Welke fysiologische veranderingen beïnvloeden de farmacokinetiek van geneesmiddelen bij oudere volwassenen?
Farmacokinetische veranderingen omvatten een verlaging van de nier- en leverklaring en een toename van het distributievolume van oplosbare lipiden verdovende middelen (vandaar verlenging van de eliminatiehalfwaardetijd) terwijl farmacodynamische veranderingen veranderde (meestal verhoogde) gevoeligheid voor verschillende klassen van verdovende middelen zoals anticoagulantia,
Aanbevolen:
Welke factoren beïnvloeden het herstel van zacht weefsel?
De besproken factoren zijn onder meer zuurstofopname, infectie, leeftijd en geslachtshormonen, stress, diabetes, zwaarlijvigheid, medicijnen, alcoholisme, roken en voeding. Een beter begrip van de invloed van deze factoren op herstel kan leiden tot therapieën die de wondgenezing verbeteren en beschadigde wonden oplossen
Waarom is het lichaamsbeeld waarschijnlijk vervormd in de adolescentie, welke factoren beïnvloeden deze verkeerde perceptie?

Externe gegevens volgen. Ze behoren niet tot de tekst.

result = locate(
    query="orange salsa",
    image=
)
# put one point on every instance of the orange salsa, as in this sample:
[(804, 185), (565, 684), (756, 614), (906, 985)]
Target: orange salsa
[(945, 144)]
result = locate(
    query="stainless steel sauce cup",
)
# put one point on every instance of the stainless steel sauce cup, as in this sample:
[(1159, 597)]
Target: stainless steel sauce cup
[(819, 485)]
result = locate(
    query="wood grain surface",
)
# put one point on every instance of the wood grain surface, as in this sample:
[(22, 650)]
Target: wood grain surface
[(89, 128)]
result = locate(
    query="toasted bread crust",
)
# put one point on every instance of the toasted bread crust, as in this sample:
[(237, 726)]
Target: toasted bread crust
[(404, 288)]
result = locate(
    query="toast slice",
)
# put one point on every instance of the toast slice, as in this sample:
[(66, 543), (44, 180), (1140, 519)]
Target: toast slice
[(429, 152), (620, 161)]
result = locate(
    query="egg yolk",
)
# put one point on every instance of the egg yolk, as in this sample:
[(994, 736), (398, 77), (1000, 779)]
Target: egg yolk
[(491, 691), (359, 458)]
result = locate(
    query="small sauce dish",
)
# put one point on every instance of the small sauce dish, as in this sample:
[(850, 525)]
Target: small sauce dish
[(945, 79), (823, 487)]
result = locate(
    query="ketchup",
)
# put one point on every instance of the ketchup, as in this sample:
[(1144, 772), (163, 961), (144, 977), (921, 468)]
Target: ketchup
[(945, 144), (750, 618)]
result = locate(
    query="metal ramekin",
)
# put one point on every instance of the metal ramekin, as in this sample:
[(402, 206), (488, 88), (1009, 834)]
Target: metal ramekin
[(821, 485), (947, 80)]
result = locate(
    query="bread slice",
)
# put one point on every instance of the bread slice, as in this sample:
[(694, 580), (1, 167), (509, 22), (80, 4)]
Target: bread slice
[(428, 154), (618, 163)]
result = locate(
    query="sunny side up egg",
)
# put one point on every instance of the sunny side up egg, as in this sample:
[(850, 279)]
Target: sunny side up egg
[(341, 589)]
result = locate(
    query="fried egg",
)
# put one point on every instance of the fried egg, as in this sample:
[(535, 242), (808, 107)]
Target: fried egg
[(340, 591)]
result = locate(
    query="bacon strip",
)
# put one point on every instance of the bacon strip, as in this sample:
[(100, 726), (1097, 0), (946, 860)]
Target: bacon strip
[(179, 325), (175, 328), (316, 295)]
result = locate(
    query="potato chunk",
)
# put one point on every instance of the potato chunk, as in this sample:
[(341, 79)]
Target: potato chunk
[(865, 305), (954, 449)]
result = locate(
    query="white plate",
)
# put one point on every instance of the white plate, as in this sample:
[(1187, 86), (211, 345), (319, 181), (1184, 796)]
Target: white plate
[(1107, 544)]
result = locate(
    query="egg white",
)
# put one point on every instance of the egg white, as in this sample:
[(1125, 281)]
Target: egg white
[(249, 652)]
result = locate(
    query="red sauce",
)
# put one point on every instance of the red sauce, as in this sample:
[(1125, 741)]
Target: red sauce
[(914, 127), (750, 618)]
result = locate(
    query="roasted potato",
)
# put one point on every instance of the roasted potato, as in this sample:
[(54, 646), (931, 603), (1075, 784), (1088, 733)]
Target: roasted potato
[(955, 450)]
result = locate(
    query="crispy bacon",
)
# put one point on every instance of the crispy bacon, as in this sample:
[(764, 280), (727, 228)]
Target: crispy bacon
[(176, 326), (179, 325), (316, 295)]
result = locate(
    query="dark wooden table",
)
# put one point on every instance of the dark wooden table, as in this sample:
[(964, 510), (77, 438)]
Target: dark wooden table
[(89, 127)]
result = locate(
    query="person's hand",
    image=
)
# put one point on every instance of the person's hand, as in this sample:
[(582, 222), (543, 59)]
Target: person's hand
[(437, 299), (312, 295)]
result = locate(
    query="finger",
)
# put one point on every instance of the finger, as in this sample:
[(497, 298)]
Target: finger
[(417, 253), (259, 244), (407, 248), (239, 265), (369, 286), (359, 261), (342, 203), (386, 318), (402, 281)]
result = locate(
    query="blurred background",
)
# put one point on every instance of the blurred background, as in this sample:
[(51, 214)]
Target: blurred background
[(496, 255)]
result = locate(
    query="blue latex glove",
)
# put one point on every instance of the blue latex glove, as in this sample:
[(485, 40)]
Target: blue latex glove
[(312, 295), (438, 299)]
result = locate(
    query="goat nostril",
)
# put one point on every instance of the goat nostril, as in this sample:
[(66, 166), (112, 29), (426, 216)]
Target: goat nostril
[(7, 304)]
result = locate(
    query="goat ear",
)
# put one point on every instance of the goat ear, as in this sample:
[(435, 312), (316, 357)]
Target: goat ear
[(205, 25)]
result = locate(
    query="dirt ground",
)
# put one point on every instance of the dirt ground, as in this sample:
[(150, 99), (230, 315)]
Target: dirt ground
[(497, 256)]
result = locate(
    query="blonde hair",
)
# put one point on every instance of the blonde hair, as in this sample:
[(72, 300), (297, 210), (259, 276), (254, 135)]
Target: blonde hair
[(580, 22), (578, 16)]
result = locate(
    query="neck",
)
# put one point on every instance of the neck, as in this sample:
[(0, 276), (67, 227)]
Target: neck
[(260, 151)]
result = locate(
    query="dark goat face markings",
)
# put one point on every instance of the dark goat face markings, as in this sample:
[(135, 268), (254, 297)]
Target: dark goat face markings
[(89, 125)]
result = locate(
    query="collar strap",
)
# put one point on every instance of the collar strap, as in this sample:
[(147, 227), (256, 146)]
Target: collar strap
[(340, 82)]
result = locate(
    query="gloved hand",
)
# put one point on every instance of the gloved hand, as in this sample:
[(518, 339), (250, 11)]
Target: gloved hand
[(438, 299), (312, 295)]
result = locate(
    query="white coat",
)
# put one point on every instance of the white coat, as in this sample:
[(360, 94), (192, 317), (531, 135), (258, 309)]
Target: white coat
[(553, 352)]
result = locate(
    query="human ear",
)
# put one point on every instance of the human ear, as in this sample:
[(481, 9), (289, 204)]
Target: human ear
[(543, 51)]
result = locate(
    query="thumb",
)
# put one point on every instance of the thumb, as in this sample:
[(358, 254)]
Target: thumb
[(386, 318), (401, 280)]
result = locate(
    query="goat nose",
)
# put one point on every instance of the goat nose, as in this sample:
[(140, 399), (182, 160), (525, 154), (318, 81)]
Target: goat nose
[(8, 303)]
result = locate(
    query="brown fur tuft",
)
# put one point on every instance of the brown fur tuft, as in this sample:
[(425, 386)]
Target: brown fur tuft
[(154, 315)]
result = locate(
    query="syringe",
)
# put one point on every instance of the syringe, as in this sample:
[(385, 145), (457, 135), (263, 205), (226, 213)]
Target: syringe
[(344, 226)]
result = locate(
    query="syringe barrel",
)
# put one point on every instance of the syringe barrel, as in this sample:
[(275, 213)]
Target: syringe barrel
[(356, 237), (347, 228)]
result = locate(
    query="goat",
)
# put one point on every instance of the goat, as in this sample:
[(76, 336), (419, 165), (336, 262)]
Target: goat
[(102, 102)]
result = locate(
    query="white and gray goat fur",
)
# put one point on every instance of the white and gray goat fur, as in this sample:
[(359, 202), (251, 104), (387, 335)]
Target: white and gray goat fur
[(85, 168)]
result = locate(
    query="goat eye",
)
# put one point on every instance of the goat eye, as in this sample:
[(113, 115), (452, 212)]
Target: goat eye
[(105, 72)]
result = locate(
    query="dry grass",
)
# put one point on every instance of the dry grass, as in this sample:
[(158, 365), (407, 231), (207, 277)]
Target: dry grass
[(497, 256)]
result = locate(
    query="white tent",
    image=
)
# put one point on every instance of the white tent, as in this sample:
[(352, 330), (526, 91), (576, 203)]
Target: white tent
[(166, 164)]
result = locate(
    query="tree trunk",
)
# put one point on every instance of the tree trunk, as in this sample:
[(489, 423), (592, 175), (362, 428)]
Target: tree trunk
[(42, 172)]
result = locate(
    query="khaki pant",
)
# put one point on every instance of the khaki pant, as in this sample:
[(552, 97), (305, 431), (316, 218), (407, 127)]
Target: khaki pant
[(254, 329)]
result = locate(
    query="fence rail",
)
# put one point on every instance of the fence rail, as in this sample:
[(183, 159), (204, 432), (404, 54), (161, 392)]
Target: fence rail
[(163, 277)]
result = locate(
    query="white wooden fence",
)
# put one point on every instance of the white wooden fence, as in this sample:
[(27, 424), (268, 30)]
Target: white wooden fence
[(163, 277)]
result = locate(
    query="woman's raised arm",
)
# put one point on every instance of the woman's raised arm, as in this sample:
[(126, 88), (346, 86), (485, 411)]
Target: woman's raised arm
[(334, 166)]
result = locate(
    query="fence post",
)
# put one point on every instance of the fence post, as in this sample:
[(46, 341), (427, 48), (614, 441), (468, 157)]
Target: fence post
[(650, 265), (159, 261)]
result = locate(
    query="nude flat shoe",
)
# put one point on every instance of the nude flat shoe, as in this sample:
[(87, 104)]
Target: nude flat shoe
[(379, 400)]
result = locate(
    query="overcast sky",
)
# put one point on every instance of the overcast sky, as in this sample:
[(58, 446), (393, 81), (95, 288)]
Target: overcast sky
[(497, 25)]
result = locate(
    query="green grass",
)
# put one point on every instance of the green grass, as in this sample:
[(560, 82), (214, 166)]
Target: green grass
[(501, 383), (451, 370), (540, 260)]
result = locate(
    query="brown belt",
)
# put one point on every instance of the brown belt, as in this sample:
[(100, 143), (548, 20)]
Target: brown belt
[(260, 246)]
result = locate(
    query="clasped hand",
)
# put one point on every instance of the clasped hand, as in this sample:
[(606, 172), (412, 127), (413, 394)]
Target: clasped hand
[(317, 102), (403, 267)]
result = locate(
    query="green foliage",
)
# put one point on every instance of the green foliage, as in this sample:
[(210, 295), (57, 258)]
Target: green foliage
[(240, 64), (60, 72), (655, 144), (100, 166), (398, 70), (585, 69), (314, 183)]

Vervorming en ontevredenheid over het lichaamsbeeld kunnen een verband vormen tussen overgewicht en obesitas, aangezien overmatige preoccupatie met het uiterlijk en het niet-aflatende streven naar het perfecte, slanke lichaam negatieve gevoelens en devaluatie kan veroorzaken, resulterend in verandering in het eetgedrag, leidend tot overgewicht of de ontwikkeling
Welke factoren beïnvloeden het creatininegehalte?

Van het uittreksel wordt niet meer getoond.